Увидеть их, услышать, стать их другом — другой мечты у Главного Мозга на Третьей планете отныне не было. И когда три человеческих звездолета вновь вторглись в лабиринт Персея, он, закрыв им дорогу назад, не дал их уничтожить: не допустил до неравной битвы одного «Волопаса» против соединенного флота разрушителей, был готов разметать весь этот флот и впоследствии разметал его, когда «Волопас» влекли на гибель в глубину скопления.

Так первые живые существа — не биологические автоматы, нет, люди и их союзники — ступили на запретную почву безнаказанно. «Неполадки на Третьей планете», — вот как в панике назвали его переход к нам потрясенные разрушители.

— Все мне было открыто в вас, я стал сопричастен каждому, — доносился до нас грустный голос. — Здесь, на планете, я был каждым из вас в отдельности и всеми вами сразу — и еще никогда я так не тосковал о вещественной оболочке, данной любому, недоступной мне одному. Быть, быть одним из вас, все равно кем — человеком, головоглазом, ангелом, пегасом!..

Ромеро пишет в своем отчете, что я принимал решения мгновенно и часто они были так неожиданны, что всех поражали. В качестве примера он приводит то, что произошло в конце разговора с Мозгом.

Но неожиданность была лишь для него, ибо он размышлял о другом, и Андре размышлял не о том, и Лусин, и даже Мери, — понятно, они удивились. Но я сделал лишь естественные выводы из своих раздумий. Неожиданного для меня в моих решениях не было.

Я хочу остановиться на этом.

Ромеро думал о том, насколько иными путями, сравнительно с нашими, пошло техническое и социальное развитие разрушителей — так он утверждает сам. Лусина, Андре и Осиму с Петри одолевало негодование. Если бы нам пришлось создавать аналогичную Станцию Метрики, размышляли они, то мы смонтировали бы на ней МУМ и оснастили ее исполнительной аппаратурой. А разрушители насадили сложнейшую иерархию рабства, чтоб решить не такую уж сложную техническую задачу.

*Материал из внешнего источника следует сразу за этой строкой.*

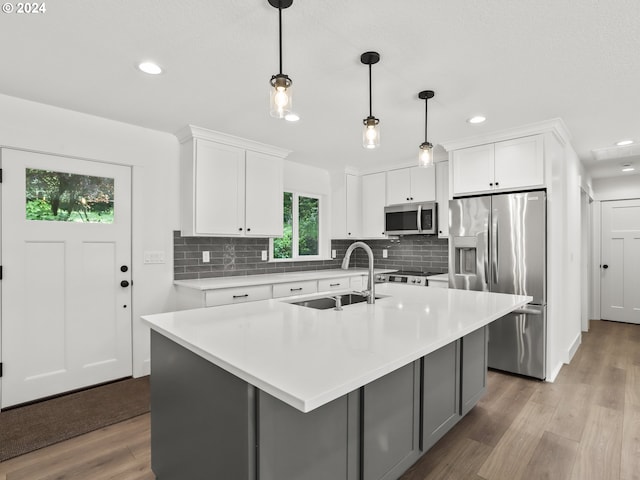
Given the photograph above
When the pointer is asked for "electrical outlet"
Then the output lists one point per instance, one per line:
(151, 257)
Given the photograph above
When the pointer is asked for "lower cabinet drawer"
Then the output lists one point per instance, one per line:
(333, 284)
(225, 296)
(294, 288)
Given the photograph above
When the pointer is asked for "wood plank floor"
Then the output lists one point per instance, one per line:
(584, 426)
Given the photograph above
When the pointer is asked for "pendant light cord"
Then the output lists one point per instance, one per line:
(370, 103)
(280, 34)
(426, 119)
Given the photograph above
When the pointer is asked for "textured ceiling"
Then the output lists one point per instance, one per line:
(515, 62)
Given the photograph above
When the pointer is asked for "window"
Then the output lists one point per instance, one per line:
(68, 197)
(301, 229)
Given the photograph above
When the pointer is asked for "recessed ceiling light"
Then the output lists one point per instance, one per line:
(476, 119)
(150, 68)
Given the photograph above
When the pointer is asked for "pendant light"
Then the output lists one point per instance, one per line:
(281, 98)
(425, 157)
(371, 131)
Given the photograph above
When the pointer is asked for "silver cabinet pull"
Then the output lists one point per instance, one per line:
(527, 311)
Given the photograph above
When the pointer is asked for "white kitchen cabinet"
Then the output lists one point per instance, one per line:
(507, 165)
(229, 186)
(294, 288)
(442, 197)
(227, 296)
(334, 284)
(346, 209)
(373, 203)
(263, 195)
(409, 185)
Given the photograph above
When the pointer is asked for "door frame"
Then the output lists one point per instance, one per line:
(130, 241)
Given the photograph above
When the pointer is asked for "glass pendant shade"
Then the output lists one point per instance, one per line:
(281, 96)
(371, 132)
(425, 156)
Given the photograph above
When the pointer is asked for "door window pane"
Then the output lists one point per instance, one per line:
(308, 225)
(283, 247)
(68, 197)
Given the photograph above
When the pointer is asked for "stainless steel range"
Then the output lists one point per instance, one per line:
(405, 277)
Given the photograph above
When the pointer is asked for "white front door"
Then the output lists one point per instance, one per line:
(66, 295)
(620, 268)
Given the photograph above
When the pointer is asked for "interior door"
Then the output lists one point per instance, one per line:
(66, 295)
(620, 259)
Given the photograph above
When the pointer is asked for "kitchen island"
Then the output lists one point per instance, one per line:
(274, 390)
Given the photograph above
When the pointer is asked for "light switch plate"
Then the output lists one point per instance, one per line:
(151, 257)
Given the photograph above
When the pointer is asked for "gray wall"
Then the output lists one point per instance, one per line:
(241, 256)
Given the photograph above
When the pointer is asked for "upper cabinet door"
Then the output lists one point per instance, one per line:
(264, 195)
(373, 201)
(219, 189)
(398, 186)
(423, 183)
(442, 197)
(408, 185)
(519, 163)
(472, 169)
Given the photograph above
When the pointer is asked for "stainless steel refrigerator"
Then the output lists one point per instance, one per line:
(497, 243)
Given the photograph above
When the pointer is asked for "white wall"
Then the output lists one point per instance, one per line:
(623, 187)
(617, 188)
(563, 253)
(153, 157)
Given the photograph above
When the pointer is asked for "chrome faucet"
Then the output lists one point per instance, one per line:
(371, 292)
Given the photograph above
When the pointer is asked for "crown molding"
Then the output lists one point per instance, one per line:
(191, 131)
(556, 126)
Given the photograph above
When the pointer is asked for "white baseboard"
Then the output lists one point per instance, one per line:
(574, 347)
(551, 377)
(570, 353)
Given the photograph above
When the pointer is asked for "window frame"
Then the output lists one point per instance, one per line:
(295, 242)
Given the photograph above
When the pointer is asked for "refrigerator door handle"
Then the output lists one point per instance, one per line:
(494, 249)
(527, 311)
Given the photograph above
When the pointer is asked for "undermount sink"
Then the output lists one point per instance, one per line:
(325, 303)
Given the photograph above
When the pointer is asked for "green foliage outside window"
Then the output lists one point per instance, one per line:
(308, 227)
(67, 197)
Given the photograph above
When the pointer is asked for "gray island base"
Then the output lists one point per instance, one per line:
(209, 424)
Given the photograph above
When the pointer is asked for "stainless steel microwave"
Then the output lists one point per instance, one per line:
(411, 219)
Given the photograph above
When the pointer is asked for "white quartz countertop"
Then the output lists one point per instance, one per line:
(441, 277)
(271, 278)
(307, 357)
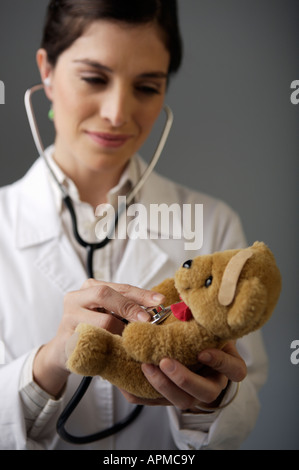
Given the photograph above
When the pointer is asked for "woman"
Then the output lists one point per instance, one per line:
(106, 65)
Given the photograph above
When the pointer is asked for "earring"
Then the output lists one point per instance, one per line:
(51, 114)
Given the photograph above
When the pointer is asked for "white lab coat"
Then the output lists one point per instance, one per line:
(39, 266)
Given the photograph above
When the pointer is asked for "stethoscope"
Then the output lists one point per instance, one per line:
(159, 313)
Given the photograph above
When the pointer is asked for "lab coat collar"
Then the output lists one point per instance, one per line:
(37, 219)
(38, 223)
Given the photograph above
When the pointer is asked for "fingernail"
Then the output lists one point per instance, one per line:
(205, 357)
(158, 298)
(167, 365)
(143, 316)
(148, 369)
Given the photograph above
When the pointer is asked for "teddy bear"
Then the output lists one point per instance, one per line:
(213, 299)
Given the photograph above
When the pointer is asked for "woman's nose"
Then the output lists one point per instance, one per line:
(116, 107)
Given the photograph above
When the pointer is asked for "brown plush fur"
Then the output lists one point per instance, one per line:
(95, 351)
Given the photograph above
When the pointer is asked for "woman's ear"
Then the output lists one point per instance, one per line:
(46, 71)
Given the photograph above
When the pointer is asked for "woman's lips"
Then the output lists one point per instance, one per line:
(108, 140)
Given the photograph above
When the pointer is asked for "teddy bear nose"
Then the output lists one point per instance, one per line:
(187, 264)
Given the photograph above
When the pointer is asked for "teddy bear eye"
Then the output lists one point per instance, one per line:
(187, 264)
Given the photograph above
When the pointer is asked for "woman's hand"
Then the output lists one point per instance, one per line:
(92, 304)
(185, 389)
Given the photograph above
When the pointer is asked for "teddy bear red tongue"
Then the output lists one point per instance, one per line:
(181, 311)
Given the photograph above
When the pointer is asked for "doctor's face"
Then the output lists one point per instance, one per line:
(107, 91)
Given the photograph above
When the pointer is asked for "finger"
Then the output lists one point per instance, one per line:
(226, 361)
(170, 391)
(142, 297)
(102, 296)
(145, 401)
(198, 388)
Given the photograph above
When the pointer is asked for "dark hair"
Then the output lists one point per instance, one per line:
(66, 21)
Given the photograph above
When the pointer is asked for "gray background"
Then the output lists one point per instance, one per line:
(235, 136)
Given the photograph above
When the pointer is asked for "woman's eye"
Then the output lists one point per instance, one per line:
(94, 80)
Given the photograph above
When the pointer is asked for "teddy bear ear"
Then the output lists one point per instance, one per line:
(231, 275)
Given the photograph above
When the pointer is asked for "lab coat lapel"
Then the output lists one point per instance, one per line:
(39, 230)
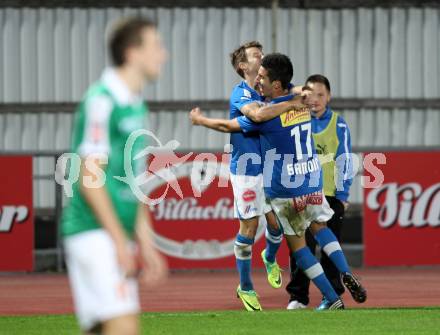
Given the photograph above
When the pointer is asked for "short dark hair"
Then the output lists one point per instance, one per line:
(279, 67)
(239, 55)
(319, 78)
(126, 34)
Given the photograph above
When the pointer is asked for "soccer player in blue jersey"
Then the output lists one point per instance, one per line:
(247, 179)
(292, 178)
(331, 136)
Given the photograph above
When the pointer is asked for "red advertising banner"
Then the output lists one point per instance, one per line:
(16, 216)
(402, 215)
(193, 217)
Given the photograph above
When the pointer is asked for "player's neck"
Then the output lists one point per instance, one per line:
(279, 93)
(250, 80)
(134, 79)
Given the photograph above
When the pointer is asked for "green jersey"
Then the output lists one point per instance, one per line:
(104, 120)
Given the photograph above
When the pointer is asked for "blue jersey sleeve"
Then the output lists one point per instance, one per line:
(248, 125)
(344, 162)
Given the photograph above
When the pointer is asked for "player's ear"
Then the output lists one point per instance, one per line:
(276, 84)
(242, 66)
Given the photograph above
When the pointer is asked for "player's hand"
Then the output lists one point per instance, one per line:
(297, 89)
(305, 91)
(155, 268)
(126, 259)
(195, 116)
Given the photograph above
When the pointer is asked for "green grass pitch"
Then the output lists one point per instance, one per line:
(274, 322)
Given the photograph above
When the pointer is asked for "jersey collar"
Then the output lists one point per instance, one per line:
(118, 88)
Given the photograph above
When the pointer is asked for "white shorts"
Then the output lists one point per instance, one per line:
(296, 215)
(249, 198)
(99, 287)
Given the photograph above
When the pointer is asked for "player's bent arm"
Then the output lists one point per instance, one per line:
(154, 262)
(258, 113)
(101, 205)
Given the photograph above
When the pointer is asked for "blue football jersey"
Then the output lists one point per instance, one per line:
(244, 144)
(291, 166)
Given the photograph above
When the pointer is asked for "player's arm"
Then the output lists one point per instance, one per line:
(344, 162)
(226, 126)
(156, 266)
(93, 148)
(101, 205)
(258, 113)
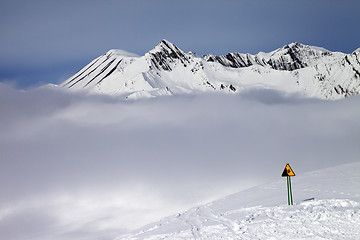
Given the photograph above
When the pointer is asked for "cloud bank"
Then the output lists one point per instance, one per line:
(93, 167)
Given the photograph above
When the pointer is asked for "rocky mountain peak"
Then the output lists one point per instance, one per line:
(165, 53)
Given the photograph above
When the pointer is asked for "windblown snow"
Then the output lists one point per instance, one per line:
(326, 206)
(167, 70)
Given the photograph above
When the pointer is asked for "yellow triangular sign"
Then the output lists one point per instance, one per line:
(287, 171)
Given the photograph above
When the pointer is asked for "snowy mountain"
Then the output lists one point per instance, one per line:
(167, 70)
(326, 206)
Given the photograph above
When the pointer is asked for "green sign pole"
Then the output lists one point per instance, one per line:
(287, 186)
(290, 190)
(287, 173)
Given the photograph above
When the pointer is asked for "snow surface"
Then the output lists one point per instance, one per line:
(167, 70)
(326, 206)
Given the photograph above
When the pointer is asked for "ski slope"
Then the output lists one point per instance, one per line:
(326, 206)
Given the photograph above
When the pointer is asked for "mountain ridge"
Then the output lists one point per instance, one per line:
(167, 70)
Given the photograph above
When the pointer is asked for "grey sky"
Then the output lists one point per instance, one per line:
(48, 41)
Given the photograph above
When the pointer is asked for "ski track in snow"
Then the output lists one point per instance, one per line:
(310, 219)
(326, 206)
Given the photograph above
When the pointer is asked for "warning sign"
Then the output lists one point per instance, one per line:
(287, 171)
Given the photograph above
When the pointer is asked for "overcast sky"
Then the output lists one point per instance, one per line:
(46, 41)
(93, 167)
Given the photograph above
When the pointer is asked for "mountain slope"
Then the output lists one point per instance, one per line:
(167, 70)
(326, 206)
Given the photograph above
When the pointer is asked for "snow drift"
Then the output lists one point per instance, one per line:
(327, 206)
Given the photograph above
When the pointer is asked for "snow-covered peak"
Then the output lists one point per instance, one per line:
(166, 69)
(120, 53)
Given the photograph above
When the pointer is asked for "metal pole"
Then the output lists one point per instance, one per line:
(287, 185)
(290, 190)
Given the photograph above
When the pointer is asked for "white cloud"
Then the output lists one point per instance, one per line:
(95, 166)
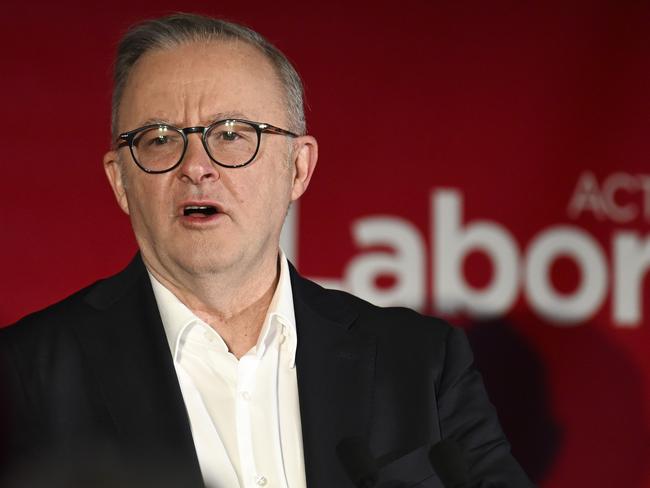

Что, в сущности, эти безмозглые операторы, которых мы убрали вместе с Надсмотрщиком, — именно так: что, а не кто? Распределительное и командное устройство — простенькие приборы. Разрушители не контролируют аппараты, а калечат живое существо, низводят его до уровня технического придатка к другому, еще более искалеченному существу, тоже машине. Жестокость этого заставляла содрогаться!